The chart below shows the short history of streaks where the HYG has been above its 200-day moving average. As you can see, this current streak is 408 days. That’s the longest in the past 10 years.

It’s remarkable to hear the bears clamoring about such a small selloff. I guess that’s just because there has been nothing exciting for the bears this year in what will be considered the quietest one ever. With today’s rally in stocks, the CNN Fear & Greed Index of investor sentiment is at 50 which means it’s perfectly neutral. That is shocking to me as the S&P 500 Index (SPX) is 0.34% off its record high and there hasn’t been a correction this year.

chart 2

Summary of where the market is

The four charts below give us a quick summary of the trading situation.

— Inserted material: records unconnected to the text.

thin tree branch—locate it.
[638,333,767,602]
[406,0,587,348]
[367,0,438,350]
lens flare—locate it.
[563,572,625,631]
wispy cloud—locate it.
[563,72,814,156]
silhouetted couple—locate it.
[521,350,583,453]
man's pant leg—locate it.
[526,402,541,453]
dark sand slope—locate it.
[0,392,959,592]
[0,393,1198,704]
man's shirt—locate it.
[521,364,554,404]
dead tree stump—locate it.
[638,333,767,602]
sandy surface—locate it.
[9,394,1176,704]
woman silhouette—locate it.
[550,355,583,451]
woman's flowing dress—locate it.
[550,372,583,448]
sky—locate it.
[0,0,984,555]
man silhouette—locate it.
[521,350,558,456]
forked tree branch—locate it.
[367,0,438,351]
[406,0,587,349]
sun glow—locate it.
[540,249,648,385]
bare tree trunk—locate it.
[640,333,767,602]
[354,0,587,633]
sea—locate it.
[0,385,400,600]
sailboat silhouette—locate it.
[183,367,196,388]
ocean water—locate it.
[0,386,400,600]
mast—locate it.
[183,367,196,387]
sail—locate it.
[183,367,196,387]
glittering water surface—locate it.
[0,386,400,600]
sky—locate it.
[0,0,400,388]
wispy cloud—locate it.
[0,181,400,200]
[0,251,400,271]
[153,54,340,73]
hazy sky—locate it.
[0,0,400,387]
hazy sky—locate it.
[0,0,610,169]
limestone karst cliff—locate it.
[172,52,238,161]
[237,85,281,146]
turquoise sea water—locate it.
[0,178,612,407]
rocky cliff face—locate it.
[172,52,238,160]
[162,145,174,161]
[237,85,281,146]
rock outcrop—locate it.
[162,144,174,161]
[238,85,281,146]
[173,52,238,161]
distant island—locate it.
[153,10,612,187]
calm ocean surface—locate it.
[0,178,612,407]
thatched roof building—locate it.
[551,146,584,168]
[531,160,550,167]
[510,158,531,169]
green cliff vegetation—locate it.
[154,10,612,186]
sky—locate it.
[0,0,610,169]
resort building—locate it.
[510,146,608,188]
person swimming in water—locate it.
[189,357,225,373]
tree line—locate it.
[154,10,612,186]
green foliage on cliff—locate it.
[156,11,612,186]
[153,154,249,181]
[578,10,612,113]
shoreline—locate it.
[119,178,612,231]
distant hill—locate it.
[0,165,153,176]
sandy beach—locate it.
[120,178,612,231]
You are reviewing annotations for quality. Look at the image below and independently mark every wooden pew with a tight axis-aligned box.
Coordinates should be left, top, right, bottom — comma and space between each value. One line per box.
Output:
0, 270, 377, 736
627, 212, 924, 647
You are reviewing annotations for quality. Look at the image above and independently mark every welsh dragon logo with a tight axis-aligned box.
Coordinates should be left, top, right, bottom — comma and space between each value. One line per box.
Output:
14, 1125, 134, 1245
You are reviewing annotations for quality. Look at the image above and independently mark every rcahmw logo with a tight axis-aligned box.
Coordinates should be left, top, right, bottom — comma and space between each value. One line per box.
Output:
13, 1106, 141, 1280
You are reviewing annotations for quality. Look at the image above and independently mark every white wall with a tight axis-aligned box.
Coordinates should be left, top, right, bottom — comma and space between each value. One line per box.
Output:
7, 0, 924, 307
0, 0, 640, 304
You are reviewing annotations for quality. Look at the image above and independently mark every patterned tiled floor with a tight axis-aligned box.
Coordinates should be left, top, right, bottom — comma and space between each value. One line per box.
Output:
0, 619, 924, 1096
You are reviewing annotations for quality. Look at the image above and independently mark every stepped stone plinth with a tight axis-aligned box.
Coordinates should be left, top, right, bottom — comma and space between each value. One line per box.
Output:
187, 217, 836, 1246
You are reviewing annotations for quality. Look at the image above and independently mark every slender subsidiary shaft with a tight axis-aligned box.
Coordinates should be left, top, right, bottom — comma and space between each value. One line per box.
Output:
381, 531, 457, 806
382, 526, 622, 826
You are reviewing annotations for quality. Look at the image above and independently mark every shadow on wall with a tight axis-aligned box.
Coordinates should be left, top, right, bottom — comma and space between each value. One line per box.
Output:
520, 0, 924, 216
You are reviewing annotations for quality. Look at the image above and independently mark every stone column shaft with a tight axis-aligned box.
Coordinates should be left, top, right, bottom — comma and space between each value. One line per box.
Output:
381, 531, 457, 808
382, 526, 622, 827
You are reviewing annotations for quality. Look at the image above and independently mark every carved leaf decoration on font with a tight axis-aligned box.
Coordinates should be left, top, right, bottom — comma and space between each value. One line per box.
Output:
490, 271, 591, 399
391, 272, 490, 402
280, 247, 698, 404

The first chart shows the recent selloff in high yield bonds and the increase in implied volatility from extremely low levels.

The second chart shows the German yield curve and the bank stocks versus the European index. The yield curve hasn’t moved higher even though there have been good economic reports.

The third chart shows the G3 consumer confidence index compared to the OECD private consumption index. The consumer confidence has ramped to the highest point since 2000, but consumption hasn’t risen much. Considering how much consumer confidence has risen in America, I am interested to find out what happens when wage growth accelerates in 2018. It’s possible consumers might be confident because there hasn’t been a recession in a long time.

The fourth chart shows the S&P 500’s 12 month forward EPS as compared with a regression of the two Institute for Supply Management indices. The chart suggests the fastest EPS growth in 5 years is coming, but I have my doubts as there will be tough comparisons in the first half of 2018. It’s also worth noting that the ISM forecasts have been wildly optimistic for GDP growth, so I wouldn’t expect them to be perfectly accurate in the next few months. There has been a high historical correlation between ISM and earnings growth, so I could be wrong.

chart 3

Conclusion

I expect a Santa Claus rally to end the year. The main variable outstanding: tax cuts. If they are passed, the Santa Claus rally will likely be stronger. If they aren’t,  then we could have our first correction of the year.

The final details of the plan will help us figure out if taxes are actually cut on the middle class. It seems as though some analysis has been done which shows some people will get a tax increase, but there have been so many versions of the plans it’s tough to say what the final legislation will do.